Matter of Pinkesz v Wertzberger |
2016 NY Slip Op 04060 |
Decided on May 25, 2016 |
Appellate Division, Second Department |
Published by New York State Law Reporting Bureau pursuant to Judiciary Law § 431. |
This opinion is uncorrected and subject to revision before publication in the Official Reports. |
Decided on May 25, 2016 SUPREME COURT OF THE STATE OF NEW YORK Appellate Division, Second Judicial Department
MARK C. DILLON, J.P.
CHERYL E. CHAMBERS
BETSY BARROS
VALERIE BRATHWAITE NELSON, JJ.
2014-11003
(Index No. 14531/13)
v
Joel Wertzberger, respondent.
Victor A. Worms, New York, NY, for appellant.

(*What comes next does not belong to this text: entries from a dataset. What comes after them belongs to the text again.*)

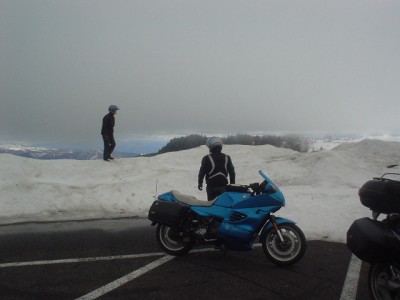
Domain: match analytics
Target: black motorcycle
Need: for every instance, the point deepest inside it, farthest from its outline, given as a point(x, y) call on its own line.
point(378, 241)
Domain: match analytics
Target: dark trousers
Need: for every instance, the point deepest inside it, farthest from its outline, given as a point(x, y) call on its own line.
point(214, 191)
point(109, 145)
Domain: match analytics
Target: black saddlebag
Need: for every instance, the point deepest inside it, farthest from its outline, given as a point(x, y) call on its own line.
point(381, 195)
point(237, 188)
point(372, 241)
point(167, 213)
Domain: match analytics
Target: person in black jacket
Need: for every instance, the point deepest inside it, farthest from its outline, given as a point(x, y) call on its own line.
point(216, 167)
point(107, 131)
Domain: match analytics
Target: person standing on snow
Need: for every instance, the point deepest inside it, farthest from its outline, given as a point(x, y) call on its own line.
point(107, 131)
point(215, 167)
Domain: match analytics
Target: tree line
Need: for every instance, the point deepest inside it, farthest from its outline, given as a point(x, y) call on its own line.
point(294, 142)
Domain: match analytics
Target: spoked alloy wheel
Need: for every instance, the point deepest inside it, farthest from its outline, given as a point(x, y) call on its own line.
point(290, 250)
point(384, 282)
point(171, 241)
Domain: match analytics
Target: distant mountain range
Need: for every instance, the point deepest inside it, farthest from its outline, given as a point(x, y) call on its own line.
point(57, 153)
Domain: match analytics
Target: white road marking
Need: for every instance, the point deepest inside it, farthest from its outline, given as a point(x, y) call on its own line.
point(77, 260)
point(125, 279)
point(349, 291)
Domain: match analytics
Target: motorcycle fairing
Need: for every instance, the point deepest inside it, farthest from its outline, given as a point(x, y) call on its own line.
point(269, 225)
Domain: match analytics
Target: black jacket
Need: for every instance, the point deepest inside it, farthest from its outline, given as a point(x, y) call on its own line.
point(108, 124)
point(216, 167)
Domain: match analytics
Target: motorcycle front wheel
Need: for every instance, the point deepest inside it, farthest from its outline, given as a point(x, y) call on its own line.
point(384, 281)
point(290, 250)
point(171, 240)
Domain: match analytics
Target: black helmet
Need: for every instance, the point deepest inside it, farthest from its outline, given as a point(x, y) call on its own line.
point(214, 142)
point(113, 108)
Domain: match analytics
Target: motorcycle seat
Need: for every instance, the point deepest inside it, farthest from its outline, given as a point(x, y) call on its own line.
point(191, 200)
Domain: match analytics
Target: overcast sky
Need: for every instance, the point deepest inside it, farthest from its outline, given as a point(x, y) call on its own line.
point(209, 66)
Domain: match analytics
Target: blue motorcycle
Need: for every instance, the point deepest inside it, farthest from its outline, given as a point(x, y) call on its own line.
point(232, 221)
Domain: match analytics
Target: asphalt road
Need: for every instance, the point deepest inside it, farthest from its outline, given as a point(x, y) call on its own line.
point(120, 259)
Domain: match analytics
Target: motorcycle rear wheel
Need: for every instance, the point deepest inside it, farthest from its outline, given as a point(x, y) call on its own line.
point(384, 282)
point(171, 241)
point(288, 252)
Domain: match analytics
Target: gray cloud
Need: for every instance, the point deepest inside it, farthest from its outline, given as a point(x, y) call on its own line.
point(197, 66)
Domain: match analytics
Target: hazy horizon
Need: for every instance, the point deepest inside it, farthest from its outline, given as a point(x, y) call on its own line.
point(209, 67)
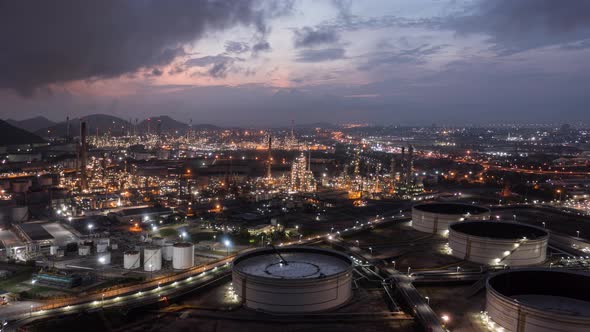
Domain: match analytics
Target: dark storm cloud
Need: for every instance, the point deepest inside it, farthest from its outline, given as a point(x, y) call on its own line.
point(309, 37)
point(515, 26)
point(236, 47)
point(327, 54)
point(46, 42)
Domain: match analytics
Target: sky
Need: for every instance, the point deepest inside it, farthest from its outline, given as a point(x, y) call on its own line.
point(265, 63)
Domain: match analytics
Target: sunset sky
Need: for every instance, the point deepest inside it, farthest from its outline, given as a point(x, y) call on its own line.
point(263, 63)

Herrick, Feinstein LLP, New York, NY (Scott E. Mollen, John P. Sheridan, and Janice Goldberg of counsel), for respondent.
DECISION & ORDER
In a proceeding pursuant to CPLR article 75 to confirm an arbitration award dated July 22, 2013, Edward Pinkesz, also known as Chaim Yosef Pinkesz, appeals from an order of the Supreme Court, Kings County (Lewis, J.), dated August 19, 2014, which denied the petition and granted the motion of Joel Wertzberger to vacate the award.
ORDERED that the order is affirmed, with costs.
In April 2011, Edward Pinkesz, also known as Chaim Yosef Pinkesz, and Joel Wertzberger entered into an agreement to arbitrate, before a rabbinical court, a dispute regarding the purchase of life insurance policies. In an arbitration award dated May 5, 2011, the rabbinical court, inter alia, directed Wertzberger to pay Pinkesz the sum of $425,000. In an arbitration award dated July 22, 2013, the rabbinical court, based upon new information, directed Wertzberger to pay Pinkesz the sum of $3,750,000 regarding the same dispute. Thereafter, Pinkesz commenced this proceeding to confirm the arbitration award dated July 22, 2013, and Wertzberger moved to vacate the award. The Supreme Court denied the petition and granted the motion. We affirm.
"An arbitration award may not be vacated unless it violates a strong public policy, is irrational, or clearly exceeds a specifically enumerated limitation of the arbitrator's power" (Matter of Board of Educ. of Arlington Cent. School Dist. v Arlington Teachers Assn., 78 NY2d 33, 37; see Matter of Braver v Silberman, 90 AD3d 654, 656; Matter of Rockland County Bd. of Coop. Educ. Servs. v BOCES Staff Assn., 308 AD2d 452, 453). After an arbitrator renders an award, he or she is generally without power to render a new award or to modify the original award (see Matter of Hanover Ins. Co. v American Intl. Underwriters Ins. Co., 266 AD2d 545; Matter of Aetna Cas. & Sur. Co. v Vigilant Ins. Co., 241 AD2d 451, 452; Matter of Transport Workers Union of Am., AFL-CIO, Local 100 v New York City Tr. Auth., 235 AD2d 427, 427-428; Silber v Silber, 204 AD2d 527, 529). Here, because the arbitration award dated May 5, 2011, was final and definite within the meaning of CPLR 7511 (see Matter of Meisels v Uhr, 79 NY2d 526, 536; Matter of Olidort v Pewzner, 125 AD3d 778, 779; Matter of Nationwide Mut. Ins. Co. v Steiner, 227 AD2d 563, 564; [*2]cf. Matter of Westchester County Corr. Officers Benevolent Assn., Inc. v Cheverko, 112 AD3d 840, 841), the rabbinical court exceeded its authority in modifying the original award by rendering the new arbitration award dated July 22, 2013 (see Matter of New York State Dept. of Corr. Servs. [New York State Corr. Officers & Police Benevolent Assn., Inc.], 100 AD3d 1066, 1069; Matter of Outback Steakhouse, Inc. v Contracting Mgt., Inc., 58 AD3d 855; Matter of Herman v Cupero, 12 AD3d 674, 675). Accordingly, the Supreme Court properly denied the petition to confirm the arbitration award dated July 22, 2013, and granted the motion to vacate that award.
The parties' remaining contentions either are without merit or need not be addressed in light of our determination.
DILLON, J.P., CHAMBERS, BARROS and BRATHWAITE NELSON, JJ., concur.